Book Yourself a Treat this Winter with NYC & Co’s 27th Restaurant Week in New York City

It’s that chilly, wintery time of the year when every part of your body is calling out for comforting, delicious food as well as some wonderful drinks and camaraderie. Fortunately, for us, it’s also the time of New York City’s Winter Restaurant Week celebration. Now, continuing through February 8, you can sample some of the city’s most exciting restaurants at very affordable prices. Specifically, a two-course prix fixe lunch costs only $26 and a three-course prix fixe dinner is priced at $42, kind of the bargain of the year.

Reservations for the hottest restaurants go quickly, so have a few choices in mind when you go to book online or by phone. With 368 restaurants to choose from, in locations throughout the five boroughs, you shouldn’t have a problem. The only problem will be deciding where to go among the 33 individual cuisines represented – and you definitely should go to more than one.

Need a little help? The booking site is smartly organized with headings like NYC Classics, Fireside Feasts, Raise the Steaks, Best-Kept Secrets, Squad Goals, Dinner Is the Show, Expense It, and Sunday Brunch.  Book online at
Augustine     (Credit: Ron Haviv)

Here are ten of my favorites:

Augustine – The pretty Parisian bistro from Keith McNally sits in the Beekman Hotel, serving right-from-the Right Bank steak tartare and chicken paillard, along with steaks, burgers and a selection of rotisserie-cooked meats.  Seafood includes lobster ravioli and daily specials. You might remember the old Pastis or the current Balthazar; this is an almost identical sibling.

CUT by Wolfgang Puck – A steakhouse that offers much more than steakhouse, CUT is tucked behind a curtain in a corner of the Four Season Hotel downtown. Tastings of wagyu, veal chop, tuna tartare and steak tartare are all highlights, along with an extensive wine list. 

Le Coq Rico – If you’re mad about chicken, this Flatiron restaurant is for you. A mix of Alsatian artistry and top poultry, Le Coq Rico is all about warmth and satisfaction. You’ll enjoy the menu of chicken, squab, duck and guinea fowl sourced from the finest farms in the country. Add a glass of wine and the decadent île flottante for dessert to create the perfect meal. 

Legasea – It seems that just about all of my favorite restaurants are located in hotels. And here’s another. Legasea from the TAO group makes its home in the Moxy Hotel. A seafood shack done upscale, the restaurant is somewhat of a scene, a prelude to a night at the upstairs rooftop bar. Anything from Chef Jason Hall’s seafood menu is outstanding but you might have more fun with the box of fried chicken, spiced up with Mike’s hot honey, or the World’s Fair create-your-own sundae. 

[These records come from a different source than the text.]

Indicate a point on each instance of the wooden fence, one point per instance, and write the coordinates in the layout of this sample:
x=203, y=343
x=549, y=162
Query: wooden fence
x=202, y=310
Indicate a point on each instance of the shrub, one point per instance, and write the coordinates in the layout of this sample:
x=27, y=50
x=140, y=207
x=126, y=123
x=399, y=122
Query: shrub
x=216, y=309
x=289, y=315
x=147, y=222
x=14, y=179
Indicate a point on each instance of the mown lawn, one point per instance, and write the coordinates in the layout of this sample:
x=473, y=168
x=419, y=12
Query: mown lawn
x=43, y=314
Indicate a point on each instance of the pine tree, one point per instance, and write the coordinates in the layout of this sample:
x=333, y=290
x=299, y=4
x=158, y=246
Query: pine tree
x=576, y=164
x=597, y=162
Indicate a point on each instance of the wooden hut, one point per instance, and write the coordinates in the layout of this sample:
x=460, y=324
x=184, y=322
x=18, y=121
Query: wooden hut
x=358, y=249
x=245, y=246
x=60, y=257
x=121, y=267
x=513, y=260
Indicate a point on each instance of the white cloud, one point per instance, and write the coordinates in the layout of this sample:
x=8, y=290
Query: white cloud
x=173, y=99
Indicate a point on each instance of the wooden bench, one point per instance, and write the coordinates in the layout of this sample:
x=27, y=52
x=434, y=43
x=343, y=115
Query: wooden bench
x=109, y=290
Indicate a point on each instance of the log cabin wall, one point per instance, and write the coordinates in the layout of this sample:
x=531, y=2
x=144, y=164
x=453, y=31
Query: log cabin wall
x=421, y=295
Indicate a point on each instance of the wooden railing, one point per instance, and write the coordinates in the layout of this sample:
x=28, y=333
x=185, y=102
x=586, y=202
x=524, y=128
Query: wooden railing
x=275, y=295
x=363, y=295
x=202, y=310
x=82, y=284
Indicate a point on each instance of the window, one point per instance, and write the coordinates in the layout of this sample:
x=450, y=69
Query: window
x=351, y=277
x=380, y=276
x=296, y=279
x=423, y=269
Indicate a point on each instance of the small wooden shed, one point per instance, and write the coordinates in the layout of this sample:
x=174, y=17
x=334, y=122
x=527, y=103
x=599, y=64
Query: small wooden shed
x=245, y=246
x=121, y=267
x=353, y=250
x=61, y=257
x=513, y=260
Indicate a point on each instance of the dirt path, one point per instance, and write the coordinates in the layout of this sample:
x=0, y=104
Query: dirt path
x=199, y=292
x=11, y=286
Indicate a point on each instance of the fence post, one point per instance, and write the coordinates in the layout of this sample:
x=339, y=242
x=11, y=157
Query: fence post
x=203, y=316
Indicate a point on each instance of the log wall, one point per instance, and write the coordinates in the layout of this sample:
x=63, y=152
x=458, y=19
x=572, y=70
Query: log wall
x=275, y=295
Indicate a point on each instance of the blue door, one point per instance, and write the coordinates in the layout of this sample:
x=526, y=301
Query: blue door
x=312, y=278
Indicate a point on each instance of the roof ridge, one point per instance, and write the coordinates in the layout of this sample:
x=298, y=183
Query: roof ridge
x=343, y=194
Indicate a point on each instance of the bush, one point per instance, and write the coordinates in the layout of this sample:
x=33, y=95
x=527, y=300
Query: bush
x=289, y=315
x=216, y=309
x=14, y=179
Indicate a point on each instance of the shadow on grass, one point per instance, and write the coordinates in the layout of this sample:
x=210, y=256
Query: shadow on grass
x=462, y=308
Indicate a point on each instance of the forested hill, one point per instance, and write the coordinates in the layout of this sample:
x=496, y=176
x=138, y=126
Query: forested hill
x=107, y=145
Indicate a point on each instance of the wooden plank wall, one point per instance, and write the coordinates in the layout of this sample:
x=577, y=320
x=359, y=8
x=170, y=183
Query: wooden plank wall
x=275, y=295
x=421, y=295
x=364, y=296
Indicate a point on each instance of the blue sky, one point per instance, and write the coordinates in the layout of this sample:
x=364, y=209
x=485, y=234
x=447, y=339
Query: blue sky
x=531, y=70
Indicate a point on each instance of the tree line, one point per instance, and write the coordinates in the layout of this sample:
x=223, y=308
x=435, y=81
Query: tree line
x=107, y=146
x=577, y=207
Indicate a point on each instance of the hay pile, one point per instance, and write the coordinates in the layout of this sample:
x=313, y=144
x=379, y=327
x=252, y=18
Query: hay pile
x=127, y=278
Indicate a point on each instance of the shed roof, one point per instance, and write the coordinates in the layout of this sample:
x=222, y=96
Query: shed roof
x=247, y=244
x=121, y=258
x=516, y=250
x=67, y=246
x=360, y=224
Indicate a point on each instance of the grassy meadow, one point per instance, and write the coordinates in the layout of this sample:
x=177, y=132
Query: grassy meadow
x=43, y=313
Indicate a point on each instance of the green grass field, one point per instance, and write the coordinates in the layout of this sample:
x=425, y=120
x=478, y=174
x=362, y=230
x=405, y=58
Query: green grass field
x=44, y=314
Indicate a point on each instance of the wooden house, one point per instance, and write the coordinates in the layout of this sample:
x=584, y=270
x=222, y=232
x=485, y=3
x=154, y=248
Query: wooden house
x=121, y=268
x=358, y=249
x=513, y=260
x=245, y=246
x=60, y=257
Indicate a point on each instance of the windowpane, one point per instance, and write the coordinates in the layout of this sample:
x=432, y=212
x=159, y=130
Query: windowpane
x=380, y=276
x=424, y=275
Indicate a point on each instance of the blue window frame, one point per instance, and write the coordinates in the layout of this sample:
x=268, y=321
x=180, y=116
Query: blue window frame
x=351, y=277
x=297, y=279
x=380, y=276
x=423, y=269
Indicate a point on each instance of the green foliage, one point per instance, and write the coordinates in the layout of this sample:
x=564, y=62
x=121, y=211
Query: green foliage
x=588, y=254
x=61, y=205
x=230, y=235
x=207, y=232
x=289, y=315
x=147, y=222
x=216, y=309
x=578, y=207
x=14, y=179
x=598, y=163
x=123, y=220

Obao Hell’s Kitchen – This is the perfect after-work, happy hour, pre-theater go-to.  Located among the many Thai and other ethnic restaurants on foodie Ninth Avenue, Obao is fun, with a varied cocktail menu and an extensive selection of Thai and Vietnamese street food. Try to book early for the best seats in the multi-level restaurant. 

Ortzi – Another interesting restaurant set in a hotel (LUMA Hotel), Ortzi serves up Basque dishes as only Chef Jose Garces can.  Ortzi offers a menu of warm Spanish tapas including cazuelas cooked in terra cotta pots, and cold preparations like crudos and conservas, dishes using canned and preserved ingredients.

Suzuki – Near the Theater District, Suzuki is a kaiseki temple helmed by Sushi Zen alum Takashi Yamamoto. The quiet, lavishly appointed room is perfect for enjoying this masterful meal, a mix of hot and cold dishes with interesting cocktail possibilities. 

Temple Court – Tom Colicchio pays homage to the Victorian era and classic American dishes in this beautiful restaurant in the Beekman Hotel. Dishes have classic names but have been updated. You’ll see the likes of steak Diane, pork Wellington, and Baked Alaska here. 

The Writing Room -- Fans of the beloved Elaine’s will feel right at home in the Writing Room in the former Elaine’s space. The menu is American comfort all the way, now including many selections of the shuttered Parlor Steakhouse. You can also sit at the adjacent bar, an equally popular Upper East Side gathering place. 

Vinateria – Wine lovers should book a table at Harlem’s intimate Vinateria. Set in an area area of emerging restaurants and shops, Vinateria invites you to put together a tasting menu with small plates of American specialties, paired with individual pours designed for experimentation.